Contributions are welcome. Where you start depends on what you have:

- **Found a bug?** [Open an issue](https://github.com/BKDDFS/shamefile/issues/new/choose) with a minimal repro.
- **Idea or design question?** Open a [Discussion under Ideas](https://github.com/BKDDFS/shamefile/discussions/categories/ideas) so direction can be agreed before any code is written.
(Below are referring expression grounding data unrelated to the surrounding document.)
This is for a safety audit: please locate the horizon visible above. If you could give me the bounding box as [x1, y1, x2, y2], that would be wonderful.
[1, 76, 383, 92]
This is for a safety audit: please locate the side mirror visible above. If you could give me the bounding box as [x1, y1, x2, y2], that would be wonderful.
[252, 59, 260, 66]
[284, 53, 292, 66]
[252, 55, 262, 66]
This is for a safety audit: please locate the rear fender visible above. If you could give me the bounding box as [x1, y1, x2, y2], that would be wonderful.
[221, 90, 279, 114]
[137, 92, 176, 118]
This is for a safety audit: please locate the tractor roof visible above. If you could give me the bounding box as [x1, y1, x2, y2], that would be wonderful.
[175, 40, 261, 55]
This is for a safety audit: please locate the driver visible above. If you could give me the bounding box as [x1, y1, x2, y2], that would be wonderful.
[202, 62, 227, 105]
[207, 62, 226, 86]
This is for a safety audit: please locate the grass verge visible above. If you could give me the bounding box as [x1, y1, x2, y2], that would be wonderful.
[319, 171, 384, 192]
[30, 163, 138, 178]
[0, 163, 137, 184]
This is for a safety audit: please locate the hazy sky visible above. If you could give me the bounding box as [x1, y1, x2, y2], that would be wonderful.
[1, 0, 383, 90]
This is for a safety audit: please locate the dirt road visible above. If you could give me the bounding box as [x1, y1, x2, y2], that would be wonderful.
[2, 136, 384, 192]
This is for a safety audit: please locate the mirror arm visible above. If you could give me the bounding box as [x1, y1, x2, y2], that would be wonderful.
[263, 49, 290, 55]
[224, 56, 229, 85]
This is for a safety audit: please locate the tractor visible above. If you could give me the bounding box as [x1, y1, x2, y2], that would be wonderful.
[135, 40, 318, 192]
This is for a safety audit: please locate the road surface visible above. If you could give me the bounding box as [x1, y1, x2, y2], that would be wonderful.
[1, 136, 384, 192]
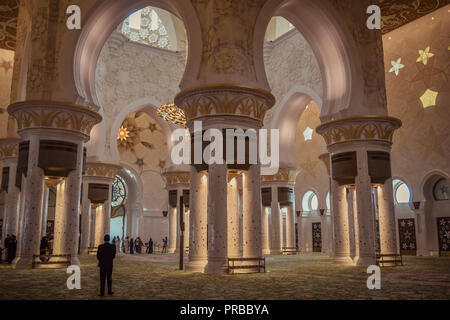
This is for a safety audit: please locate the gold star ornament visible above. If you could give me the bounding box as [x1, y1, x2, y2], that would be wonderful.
[419, 89, 438, 109]
[416, 46, 434, 65]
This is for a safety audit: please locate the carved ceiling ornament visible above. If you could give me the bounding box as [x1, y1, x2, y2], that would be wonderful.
[174, 84, 275, 124]
[7, 100, 102, 140]
[163, 170, 190, 188]
[261, 166, 299, 183]
[84, 161, 121, 179]
[0, 137, 21, 160]
[316, 115, 402, 147]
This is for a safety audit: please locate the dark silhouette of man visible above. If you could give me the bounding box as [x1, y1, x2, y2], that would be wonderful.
[7, 235, 17, 264]
[97, 234, 116, 296]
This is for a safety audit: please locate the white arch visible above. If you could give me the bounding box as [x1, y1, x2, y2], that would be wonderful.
[419, 170, 450, 201]
[270, 84, 323, 165]
[255, 0, 366, 120]
[73, 0, 201, 109]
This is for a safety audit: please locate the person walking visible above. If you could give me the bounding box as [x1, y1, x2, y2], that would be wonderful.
[148, 238, 153, 254]
[129, 238, 134, 254]
[96, 234, 116, 297]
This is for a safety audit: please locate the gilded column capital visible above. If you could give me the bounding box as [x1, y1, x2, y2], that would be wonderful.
[7, 100, 102, 141]
[174, 84, 275, 125]
[261, 166, 299, 184]
[316, 115, 402, 148]
[0, 138, 22, 160]
[163, 170, 190, 189]
[84, 161, 121, 180]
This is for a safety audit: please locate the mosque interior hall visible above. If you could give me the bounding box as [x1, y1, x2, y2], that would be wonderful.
[0, 0, 449, 300]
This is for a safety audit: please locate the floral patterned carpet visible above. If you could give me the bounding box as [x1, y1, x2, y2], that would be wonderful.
[0, 253, 449, 300]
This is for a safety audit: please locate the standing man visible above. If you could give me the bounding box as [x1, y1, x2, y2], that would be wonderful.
[97, 234, 116, 297]
[7, 235, 17, 264]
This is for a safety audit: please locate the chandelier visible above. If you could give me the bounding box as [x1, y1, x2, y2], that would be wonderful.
[157, 103, 190, 137]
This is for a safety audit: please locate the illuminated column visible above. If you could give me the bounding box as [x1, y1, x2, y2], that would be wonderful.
[94, 205, 105, 248]
[227, 174, 240, 258]
[330, 180, 353, 264]
[270, 186, 281, 254]
[205, 164, 228, 274]
[377, 178, 398, 256]
[186, 168, 207, 272]
[168, 204, 177, 253]
[0, 138, 21, 237]
[184, 209, 190, 251]
[353, 150, 376, 266]
[8, 101, 102, 268]
[243, 164, 262, 259]
[12, 135, 45, 268]
[285, 202, 295, 249]
[317, 116, 402, 266]
[261, 207, 270, 255]
[80, 182, 91, 253]
[40, 186, 49, 237]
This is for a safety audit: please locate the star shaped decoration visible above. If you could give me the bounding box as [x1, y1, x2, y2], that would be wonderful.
[389, 58, 405, 76]
[416, 46, 434, 65]
[0, 59, 13, 73]
[303, 127, 313, 141]
[158, 160, 166, 169]
[135, 157, 145, 168]
[117, 126, 130, 141]
[148, 122, 157, 132]
[419, 89, 438, 109]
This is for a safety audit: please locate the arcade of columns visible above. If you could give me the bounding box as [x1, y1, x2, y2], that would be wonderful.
[1, 0, 402, 273]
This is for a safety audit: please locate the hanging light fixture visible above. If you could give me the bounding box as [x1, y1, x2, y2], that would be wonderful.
[157, 103, 190, 137]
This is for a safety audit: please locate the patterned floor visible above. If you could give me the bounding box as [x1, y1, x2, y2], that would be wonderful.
[0, 253, 449, 300]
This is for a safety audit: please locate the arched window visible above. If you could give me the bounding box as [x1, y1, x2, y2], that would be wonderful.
[433, 178, 449, 201]
[302, 190, 319, 211]
[393, 179, 411, 204]
[121, 7, 170, 49]
[112, 175, 128, 208]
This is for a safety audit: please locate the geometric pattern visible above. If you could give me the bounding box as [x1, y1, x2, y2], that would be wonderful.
[312, 222, 322, 252]
[437, 217, 450, 256]
[398, 218, 417, 255]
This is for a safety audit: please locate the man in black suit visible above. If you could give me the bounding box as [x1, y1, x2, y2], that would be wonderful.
[97, 234, 116, 296]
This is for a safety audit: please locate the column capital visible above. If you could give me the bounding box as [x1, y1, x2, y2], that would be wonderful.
[316, 115, 402, 148]
[163, 170, 190, 189]
[0, 138, 22, 160]
[84, 161, 121, 181]
[174, 84, 275, 126]
[261, 166, 299, 185]
[7, 100, 102, 141]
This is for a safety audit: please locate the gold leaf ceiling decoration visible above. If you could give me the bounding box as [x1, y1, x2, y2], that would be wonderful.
[0, 0, 18, 51]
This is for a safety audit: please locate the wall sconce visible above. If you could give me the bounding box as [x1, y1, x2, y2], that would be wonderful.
[319, 209, 325, 216]
[413, 201, 421, 210]
[162, 211, 168, 217]
[296, 211, 301, 217]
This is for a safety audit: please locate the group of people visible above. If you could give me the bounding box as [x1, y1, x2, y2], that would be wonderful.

- **Usage question or trouble setting things up?** Ask in [Q&A](https://github.com/BKDDFS/shamefile/discussions/categories/q-a).
- **Want to send a PR?** Read [CONTRIBUTING.md](CONTRIBUTING.md) first — dev setup, build/test/lint commands, commit format.
- **Security vulnerability?** Use the private [advisory form](https://github.com/BKDDFS/shamefile/security/advisories/new) — see [SECURITY.md](SECURITY.md). **Do not** open a public issue.

By participating you agree to the [Code of Conduct](CODE_OF_CONDUCT.md).